Freitag, 3. April 2026

SV Lannach - SV Dobl

Lannach, Sportplatz
Unterliga West (Steiermark), 350 Zuschauer, 2:1

Meine Wahl für den heutigen Karfreitag fällt auf das Derby zwischen Lannach und Dobl. Diese beiden Mannschaften treffen in der steirischen Unterliga West aufeinander. Während meiner Anfahrt über den Zellerrain sah ich Winterlandschaft, doch in Lannach, das auch als „Tor zur Weststeiermark” bezeichnet wird, riecht es schon nach Fühling.

Wie immer beginne ich mit einer Kulturrunde an meinem Zielort, die mich unter anderem zur Steinhalle und zum Schloss führt. Anschließend geht es zur Sportanlage, die 2012 umfangreich saniert wurde. Da Lannach und Dobl nur 5 Kilometer voneinander entfernt sind, ist es nicht überraschend, dass heute 350 Besucher dabei sind. Diese befinden sich zu 98 % auf der Haupttribüne.

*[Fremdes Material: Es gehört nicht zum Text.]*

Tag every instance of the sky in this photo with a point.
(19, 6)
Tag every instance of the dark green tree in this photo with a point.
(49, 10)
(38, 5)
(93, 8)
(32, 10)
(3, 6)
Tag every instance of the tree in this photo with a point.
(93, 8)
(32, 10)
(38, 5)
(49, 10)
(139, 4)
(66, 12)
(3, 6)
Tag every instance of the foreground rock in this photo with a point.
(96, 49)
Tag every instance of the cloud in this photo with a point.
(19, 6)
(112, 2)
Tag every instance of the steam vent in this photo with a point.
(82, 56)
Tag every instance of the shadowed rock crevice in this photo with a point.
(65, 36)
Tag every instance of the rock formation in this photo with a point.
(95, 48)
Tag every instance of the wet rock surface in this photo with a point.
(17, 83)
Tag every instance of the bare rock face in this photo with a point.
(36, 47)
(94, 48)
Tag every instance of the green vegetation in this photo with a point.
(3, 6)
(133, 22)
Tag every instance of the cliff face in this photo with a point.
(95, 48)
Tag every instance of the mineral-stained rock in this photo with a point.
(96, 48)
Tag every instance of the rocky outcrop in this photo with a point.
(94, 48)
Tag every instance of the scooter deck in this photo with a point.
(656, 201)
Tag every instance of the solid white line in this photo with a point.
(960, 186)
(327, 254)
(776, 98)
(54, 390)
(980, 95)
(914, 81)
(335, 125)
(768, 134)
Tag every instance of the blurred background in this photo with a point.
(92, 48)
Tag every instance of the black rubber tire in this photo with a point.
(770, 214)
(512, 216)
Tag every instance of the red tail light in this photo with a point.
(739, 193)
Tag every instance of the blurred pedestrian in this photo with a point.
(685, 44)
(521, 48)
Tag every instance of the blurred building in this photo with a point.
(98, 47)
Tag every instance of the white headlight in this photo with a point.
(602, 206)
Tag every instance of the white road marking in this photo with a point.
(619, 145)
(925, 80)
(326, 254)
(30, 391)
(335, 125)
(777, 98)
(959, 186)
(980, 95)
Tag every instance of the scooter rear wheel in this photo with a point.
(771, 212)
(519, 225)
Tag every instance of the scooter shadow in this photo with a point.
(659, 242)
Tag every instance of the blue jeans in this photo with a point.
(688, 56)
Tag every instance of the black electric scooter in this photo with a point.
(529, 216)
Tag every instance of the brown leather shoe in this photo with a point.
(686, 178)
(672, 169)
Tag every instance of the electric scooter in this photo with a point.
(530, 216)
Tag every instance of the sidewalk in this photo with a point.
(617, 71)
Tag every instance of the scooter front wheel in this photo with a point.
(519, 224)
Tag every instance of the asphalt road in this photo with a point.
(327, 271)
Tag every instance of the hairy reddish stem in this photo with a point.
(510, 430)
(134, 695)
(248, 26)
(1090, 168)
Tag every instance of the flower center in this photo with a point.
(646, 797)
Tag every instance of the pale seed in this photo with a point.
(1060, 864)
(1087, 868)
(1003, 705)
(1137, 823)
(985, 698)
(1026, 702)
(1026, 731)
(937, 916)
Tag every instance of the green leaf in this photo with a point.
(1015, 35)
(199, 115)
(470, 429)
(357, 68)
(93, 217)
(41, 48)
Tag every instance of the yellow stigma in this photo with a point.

Die Gastgeber, die sich im Mittefeld der Tabelle befinden, erwischen beinahe einen Traumstart. Nach 50 Sekunden wird ein Stanglpass knapp neben das Tor geschoben. Das war es aber vorerst mit der Lannacher Herrlichkeit.  Der SV Dobl, Vorletzter der Unterliga West, kommt in der Folge sehr gut ins Spiel und ist über weite Strecken der ersten Halbzeit sogar leicht überlegen.

In der 39. Minute werden die Dobler Bemühungen mit dem Führungstreffer durch einen direkt verwandelten Freistoß von Mottnik belohnt. Die Freude währt nur kurz, Lannach gleicht unmittelbar nach dem Anstoß zum 1:1 aus. Michael Pressl lässt sich feiern. Kurz darauf geht es in die Pause. Die Gäste werden von einem Anhänger mit "Gemma Dobbla!" motiviert.

Die 2. Halbzeit verläuft völlig ausgeglichen. Da große Torchancen Fehlanzeige sind, findet der Platzsprecher sogar Zeit via Mikro "nach einem blauen Kapperl" zu suchen. Die Schlussphase entschädigt jedoch für so manchen Leerlauf in Halbzeit 2. Zunächst stellt Daniel Schmölzer in Minute 88 auf 2:1, doch in der Nachspielzeit hat Dobl aus einem Strafstoß die große Ausgleichschance. Der Elfmeter landet jedoch an der Stange. Der Ball ist kurz darauf doch im Tor, doch der Treffer wird wegen einer Abseitsstellung aberkannt.

Somit bleibt es beim knappen Heimsieg Lannachs. Das ist für die abstiegsgefährdeten Gäste äußerst bitter, für mich aber gut, da ich nun noch in den Genuss von schwarz-grünem Rauch komme. Beim Verlassen der Sportanlage meint ein Anhänger aus Dobl frustriert: "Und wieda homma gführt - und wieda homma valurn!"